What are the characteristics of the inflammatory mediator histamine?

The reason why inflammation occurs in the human body is that inflammatory mediators must be involved. The inflammatory mediators that people often talk about usually include white blood cells and vascular reactions. During the inflammation process, these inflammatory mediators must participate in a series of chemical reactions. For example, blood vessels need to dilate, and then white blood cells will infiltrate. This series of reactions is called inflammatory mediator reaction. In this process, the inflammatory mediator histamine will appear. The inflammatory mediator histamine has the following functions and characteristics.

Characteristics of the inflammatory mediator histamine:

There are two points worth noting about the role of inflammatory mediators.

Different media systems are closely related to each other

Complement, kinins, and the activation of the coagulation and fibrinolytic systems and their products are closely related, and the effects of these inflammatory mediators are also intertwined.

Almost all media are in a sensitive regulation and balance system

On the one hand, mediators that are in a state of strict isolation within cells, or in a precursor state in plasma and tissues, must go through many steps before they can be activated. During their conversion process, rate-limiting mechanisms control the speed of the biochemical reactions that produce the mediators. On the other hand, once activated and released, mediators are rapidly inactivated or destroyed. The body uses this regulatory system to keep the body's media in dynamic balance.

Kinin system

Activation of the kinin system ultimately produces bradykinin, which can cause dilation of arterioles, contraction of endothelial cells, increased permeability of venules, and contraction of smooth muscle outside blood vessels. Bradykinin is rapidly inactivated by kinins in plasma and tissues, and its effects are mainly confined to the early stages of increased vascular permeability.

Complement system

The complement system consists of a series of proteins, and complement is activated by two pathways—the classical pathway and the alternative pathway. In the complex environment of acute inflammation, the following factors can activate complement: ① The antigenic components of pathogenic microorganisms bind to antibodies and activate complement through the classical pathway, while the endotoxins of Gram-negative bacteria activate complement through the alternative pathway. In addition, enzymes produced by certain bacteria can also activate C3 and C5. ② Enzymes released by necrotic tissue can activate C3 and C5. ③ Activation of kinins, fibrin formation and degradation systems and their products can also activate complement.

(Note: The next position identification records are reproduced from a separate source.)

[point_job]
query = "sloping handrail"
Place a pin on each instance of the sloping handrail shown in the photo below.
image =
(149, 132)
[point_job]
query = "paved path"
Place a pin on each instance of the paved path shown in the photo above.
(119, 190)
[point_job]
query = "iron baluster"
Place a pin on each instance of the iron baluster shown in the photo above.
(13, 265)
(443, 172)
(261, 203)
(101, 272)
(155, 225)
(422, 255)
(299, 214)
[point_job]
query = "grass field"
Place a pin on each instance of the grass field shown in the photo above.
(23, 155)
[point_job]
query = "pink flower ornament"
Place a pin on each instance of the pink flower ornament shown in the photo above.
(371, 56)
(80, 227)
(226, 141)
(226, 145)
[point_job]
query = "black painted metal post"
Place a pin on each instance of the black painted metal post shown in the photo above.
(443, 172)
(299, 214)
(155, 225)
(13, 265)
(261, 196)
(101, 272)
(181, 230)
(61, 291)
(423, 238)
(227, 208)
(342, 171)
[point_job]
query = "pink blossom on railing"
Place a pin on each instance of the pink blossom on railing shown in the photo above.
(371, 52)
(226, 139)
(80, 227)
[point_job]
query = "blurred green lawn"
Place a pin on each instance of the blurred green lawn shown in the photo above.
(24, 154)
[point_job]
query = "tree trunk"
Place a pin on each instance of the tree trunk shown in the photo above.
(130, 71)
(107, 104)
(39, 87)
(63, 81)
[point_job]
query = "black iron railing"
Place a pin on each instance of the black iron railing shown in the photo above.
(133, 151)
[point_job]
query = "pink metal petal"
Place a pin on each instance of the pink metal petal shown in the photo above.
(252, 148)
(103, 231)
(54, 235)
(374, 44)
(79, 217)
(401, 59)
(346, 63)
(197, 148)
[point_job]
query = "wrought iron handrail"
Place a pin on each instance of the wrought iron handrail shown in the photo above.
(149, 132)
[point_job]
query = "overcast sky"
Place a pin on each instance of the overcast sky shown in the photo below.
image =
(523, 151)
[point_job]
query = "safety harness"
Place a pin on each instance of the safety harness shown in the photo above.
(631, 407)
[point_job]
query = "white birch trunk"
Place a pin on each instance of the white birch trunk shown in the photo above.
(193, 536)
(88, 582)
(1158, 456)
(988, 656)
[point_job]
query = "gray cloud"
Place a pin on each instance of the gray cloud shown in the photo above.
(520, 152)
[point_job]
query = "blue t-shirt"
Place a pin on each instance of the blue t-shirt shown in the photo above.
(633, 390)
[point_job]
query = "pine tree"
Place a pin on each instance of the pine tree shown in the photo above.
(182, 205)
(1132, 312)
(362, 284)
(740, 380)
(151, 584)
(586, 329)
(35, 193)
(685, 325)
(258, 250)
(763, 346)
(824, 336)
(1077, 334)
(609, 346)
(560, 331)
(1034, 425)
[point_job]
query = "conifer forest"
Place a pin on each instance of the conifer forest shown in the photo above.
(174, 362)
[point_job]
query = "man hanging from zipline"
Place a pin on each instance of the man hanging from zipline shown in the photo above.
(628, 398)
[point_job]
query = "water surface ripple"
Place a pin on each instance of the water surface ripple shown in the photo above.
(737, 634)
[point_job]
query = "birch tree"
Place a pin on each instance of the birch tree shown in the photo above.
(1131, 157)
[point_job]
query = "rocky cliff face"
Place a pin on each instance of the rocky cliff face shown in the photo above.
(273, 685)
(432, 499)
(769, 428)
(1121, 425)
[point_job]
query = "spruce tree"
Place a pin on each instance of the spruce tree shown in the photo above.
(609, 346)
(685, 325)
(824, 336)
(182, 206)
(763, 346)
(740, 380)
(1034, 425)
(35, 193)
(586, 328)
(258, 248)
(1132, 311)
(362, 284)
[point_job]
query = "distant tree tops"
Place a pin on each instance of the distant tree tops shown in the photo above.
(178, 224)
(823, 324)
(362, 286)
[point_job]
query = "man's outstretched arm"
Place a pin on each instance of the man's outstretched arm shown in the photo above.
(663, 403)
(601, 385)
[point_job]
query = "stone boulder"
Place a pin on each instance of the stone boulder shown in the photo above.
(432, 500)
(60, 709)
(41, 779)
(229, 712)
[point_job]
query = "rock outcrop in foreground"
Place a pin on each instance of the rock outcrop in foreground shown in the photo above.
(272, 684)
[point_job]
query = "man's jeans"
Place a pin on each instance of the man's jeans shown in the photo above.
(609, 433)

Complement can affect acute inflammation in the following three ways: ① C3a and C5a (also known as anaphylatoxins) increase vascular permeability and cause vasodilation, both by causing mast cells and monocytes to further release inflammatory mediators; C5a can also activate the lipid oxygenase pathway of arachidonic acid metabolism, causing neutrophils and monocytes to further release inflammatory mediators; ② C5a causes neutrophils to adhere to vascular endothelial cells and is a chemotactic factor for neutrophils and monocytes; ③ C3b has an opsonin effect when bound to the bacterial cell wall, which can enhance the phagocytic activity of neutrophils and monocytes because these phagocytes have receptors for C3b on their surfaces.

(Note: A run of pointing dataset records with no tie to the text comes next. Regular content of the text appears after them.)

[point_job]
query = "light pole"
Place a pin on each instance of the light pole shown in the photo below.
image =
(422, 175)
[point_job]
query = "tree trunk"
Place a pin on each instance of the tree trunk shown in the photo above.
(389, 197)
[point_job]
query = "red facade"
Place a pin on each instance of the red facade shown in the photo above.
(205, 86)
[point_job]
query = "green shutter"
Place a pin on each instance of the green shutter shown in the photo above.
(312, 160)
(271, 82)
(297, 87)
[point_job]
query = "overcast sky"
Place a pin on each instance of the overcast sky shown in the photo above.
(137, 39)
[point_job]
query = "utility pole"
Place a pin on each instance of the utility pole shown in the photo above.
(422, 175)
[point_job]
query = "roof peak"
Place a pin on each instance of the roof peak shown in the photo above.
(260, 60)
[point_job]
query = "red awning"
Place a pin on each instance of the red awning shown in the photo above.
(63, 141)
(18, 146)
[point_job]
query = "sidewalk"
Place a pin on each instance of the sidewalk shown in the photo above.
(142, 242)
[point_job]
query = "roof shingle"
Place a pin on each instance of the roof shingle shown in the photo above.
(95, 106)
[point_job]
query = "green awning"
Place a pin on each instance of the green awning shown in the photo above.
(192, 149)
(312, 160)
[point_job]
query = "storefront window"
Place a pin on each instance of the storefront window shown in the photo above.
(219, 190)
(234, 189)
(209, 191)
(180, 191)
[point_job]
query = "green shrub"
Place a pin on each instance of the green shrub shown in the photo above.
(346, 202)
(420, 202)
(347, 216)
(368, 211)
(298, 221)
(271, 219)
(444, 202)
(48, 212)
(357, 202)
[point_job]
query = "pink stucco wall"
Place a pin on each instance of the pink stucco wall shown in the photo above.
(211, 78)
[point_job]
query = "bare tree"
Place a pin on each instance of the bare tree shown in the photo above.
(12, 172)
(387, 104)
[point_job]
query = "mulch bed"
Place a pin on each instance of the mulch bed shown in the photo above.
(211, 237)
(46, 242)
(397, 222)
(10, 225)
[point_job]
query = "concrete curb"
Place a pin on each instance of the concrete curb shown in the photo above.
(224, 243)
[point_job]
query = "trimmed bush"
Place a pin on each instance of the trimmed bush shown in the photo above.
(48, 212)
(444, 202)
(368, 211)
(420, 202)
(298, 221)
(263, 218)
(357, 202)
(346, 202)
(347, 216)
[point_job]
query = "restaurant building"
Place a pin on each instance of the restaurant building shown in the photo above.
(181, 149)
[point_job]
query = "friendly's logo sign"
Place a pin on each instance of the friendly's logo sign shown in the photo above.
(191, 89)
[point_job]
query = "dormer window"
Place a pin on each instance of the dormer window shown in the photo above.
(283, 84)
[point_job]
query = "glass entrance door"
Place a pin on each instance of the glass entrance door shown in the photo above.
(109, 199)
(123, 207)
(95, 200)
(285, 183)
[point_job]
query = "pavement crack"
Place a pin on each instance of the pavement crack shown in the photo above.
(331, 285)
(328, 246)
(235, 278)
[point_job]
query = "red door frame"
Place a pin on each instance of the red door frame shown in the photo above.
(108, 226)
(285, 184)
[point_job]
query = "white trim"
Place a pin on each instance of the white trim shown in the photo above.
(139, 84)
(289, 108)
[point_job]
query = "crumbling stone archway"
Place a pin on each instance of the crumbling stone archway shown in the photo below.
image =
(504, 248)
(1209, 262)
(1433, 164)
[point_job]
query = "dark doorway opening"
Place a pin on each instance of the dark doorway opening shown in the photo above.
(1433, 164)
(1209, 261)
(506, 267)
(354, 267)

C3 and C5 are the most important inflammatory mediators. In addition to the activation pathways described above, C3 and C5 can also be activated by proteolytic enzymes present in inflammatory exudates, including plasmin and lysosomal enzymes. This forms an endless loop of neutrophil migration, where complement has a chemotactic effect on neutrophils, and the lysosomes released by neutrophils can activate complement.

Coagulation system

Factor activation can not only activate the kinin system, but also activate the blood coagulation and fibrinolysis systems at the same time. In the process of converting fibrinogen into fibrin, thrombin releases fibrin polypeptide, which can increase vascular permeability and is also a chemotactic factor for leukocytes.

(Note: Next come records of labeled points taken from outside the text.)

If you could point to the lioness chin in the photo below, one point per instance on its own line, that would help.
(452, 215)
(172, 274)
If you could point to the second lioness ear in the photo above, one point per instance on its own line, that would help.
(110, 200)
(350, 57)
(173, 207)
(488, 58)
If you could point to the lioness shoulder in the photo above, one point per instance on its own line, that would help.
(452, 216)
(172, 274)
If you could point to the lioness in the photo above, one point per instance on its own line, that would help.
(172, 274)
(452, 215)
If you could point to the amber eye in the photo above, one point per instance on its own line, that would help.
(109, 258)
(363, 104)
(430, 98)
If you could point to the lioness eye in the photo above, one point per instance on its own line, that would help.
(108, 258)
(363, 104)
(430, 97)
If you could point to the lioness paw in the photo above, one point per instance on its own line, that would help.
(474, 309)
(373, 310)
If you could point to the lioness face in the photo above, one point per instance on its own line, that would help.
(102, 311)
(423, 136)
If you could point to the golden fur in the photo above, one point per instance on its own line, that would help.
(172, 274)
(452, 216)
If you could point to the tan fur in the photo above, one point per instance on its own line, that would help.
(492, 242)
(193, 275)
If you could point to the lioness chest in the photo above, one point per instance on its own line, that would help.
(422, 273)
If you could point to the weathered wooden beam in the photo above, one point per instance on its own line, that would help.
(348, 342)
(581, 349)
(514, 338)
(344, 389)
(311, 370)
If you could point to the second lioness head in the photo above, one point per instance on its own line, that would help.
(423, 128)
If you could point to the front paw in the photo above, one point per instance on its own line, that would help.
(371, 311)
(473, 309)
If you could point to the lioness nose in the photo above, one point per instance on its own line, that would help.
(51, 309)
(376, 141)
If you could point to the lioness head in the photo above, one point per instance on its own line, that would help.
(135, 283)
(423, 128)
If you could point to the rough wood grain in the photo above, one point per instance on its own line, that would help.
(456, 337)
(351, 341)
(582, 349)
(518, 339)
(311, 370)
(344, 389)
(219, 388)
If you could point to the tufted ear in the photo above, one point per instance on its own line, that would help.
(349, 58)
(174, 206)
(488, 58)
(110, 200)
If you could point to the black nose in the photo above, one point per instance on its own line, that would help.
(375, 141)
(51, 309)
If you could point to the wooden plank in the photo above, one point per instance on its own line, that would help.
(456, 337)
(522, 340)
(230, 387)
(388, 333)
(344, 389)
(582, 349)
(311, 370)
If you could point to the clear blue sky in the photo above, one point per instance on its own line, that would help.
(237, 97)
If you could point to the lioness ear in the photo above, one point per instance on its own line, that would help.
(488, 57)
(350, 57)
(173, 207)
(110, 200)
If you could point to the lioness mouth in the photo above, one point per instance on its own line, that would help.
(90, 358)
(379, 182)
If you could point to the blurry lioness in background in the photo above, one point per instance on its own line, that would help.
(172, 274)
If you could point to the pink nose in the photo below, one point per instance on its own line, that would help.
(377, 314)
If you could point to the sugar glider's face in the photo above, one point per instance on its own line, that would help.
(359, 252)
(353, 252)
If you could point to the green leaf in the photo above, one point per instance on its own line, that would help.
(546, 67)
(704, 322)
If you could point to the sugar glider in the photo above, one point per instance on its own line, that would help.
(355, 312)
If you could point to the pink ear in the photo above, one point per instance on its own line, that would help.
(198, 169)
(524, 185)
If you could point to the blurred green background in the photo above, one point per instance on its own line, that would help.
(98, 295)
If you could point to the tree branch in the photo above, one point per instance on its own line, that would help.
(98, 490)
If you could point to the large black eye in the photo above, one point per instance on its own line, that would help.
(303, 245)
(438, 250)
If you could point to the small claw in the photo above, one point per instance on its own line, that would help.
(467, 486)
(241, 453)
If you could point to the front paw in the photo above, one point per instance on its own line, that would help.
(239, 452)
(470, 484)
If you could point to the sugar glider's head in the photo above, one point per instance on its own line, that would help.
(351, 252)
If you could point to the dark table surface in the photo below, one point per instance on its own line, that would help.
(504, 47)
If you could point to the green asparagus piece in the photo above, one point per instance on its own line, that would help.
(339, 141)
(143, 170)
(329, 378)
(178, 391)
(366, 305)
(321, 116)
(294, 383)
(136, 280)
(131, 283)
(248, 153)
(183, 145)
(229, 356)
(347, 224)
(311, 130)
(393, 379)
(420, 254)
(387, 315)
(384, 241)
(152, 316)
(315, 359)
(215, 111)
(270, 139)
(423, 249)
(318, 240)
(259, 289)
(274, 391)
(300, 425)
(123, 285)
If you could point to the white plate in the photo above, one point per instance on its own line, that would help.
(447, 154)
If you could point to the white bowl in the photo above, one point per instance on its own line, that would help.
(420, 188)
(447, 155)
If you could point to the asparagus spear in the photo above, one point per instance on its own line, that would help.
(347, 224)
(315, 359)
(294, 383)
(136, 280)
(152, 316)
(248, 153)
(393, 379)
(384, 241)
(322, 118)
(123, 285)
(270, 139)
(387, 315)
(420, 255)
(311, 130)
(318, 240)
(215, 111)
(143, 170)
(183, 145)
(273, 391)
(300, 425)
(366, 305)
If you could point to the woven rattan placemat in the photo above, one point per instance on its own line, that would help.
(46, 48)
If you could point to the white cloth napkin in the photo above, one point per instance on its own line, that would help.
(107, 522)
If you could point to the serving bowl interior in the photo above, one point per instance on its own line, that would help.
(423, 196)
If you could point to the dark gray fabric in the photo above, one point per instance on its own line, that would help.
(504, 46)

The fibrinolytic system can induce inflammatory vascular changes through the kinin system. Plasminogen activator factor produced by endothelial cells, leukocytes and other tissues can convert plasminogen into plasmin, which affects the course of inflammation through the following three reactions: ① By activating the first? ① The factor initiates the production process of bradykinin; ② cleaves C3 to produce C3 fragments; ③ degrades fibrin to produce its cleavage products, thereby increasing vascular permeability.